Choose Whole Grain Rice Cakes
Opt for rice cakes made from whole grains, which contain more fiber and nutrients that can help manage glucose levels.
Include Fiber-Rich Foods
Top your rice cakes with fiber-rich foods like sliced cucumbers, tomatoes, or bell peppers. This will not only add flavor but also help slow the absorption of sugars.
Watch Portion Sizes
Limit your consumption to one or two rice cakes per sitting.
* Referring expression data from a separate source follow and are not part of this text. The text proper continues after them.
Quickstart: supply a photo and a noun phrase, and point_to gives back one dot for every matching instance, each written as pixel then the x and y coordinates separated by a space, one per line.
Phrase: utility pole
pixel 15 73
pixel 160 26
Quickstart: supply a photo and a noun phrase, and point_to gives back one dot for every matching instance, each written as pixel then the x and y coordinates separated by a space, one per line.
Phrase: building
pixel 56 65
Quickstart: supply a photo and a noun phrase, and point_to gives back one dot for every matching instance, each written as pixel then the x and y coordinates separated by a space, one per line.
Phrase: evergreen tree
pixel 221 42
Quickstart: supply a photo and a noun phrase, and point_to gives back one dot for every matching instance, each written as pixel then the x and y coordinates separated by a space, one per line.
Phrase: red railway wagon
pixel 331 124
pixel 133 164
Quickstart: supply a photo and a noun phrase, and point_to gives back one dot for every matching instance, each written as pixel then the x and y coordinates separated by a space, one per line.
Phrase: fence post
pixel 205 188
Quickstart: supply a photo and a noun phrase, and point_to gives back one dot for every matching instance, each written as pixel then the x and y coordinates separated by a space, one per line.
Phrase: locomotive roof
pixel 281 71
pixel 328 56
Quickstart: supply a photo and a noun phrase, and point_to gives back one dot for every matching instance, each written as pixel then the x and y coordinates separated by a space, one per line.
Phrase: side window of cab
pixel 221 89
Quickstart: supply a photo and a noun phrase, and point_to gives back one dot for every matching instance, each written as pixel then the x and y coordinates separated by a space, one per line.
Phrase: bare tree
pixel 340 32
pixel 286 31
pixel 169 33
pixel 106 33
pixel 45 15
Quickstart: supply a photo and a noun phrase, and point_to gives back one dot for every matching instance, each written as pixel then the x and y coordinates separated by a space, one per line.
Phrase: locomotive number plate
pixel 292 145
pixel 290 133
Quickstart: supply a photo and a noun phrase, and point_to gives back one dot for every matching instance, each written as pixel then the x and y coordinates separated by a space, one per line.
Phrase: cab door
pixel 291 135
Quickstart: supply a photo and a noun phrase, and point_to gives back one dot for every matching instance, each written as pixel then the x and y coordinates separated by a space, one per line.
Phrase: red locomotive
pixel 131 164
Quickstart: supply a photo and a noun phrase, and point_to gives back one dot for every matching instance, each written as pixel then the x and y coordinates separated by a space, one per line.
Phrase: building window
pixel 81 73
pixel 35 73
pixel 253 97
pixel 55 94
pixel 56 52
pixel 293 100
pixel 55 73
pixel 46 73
Keeping portion sizes moderate can reduce the overall impact on your glucose levels.
Hydrate Adequately
Drink a glass of water before eating to help fill your stomach and potentially reduce the amount you consume, aiding in better control of blood sugar levels.
Incorporate Vinegar
Add a splash of balsamic vinegar over your toppings, as vinegar may help lower blood sugar levels.
Monitor Timing
Eat rice cakes as part of a balanced meal rather than on an empty stomach to help slow the glucose release.
Exercise Regularly
Engage in regular physical activity, such as a short walk after meals, to help improve your body's insulin sensitivity and manage glucose spikes.
Track Your Responses
Keep a food diary to monitor how different toppings or meal combinations affect your glucose levels, and adjust your choices accordingly.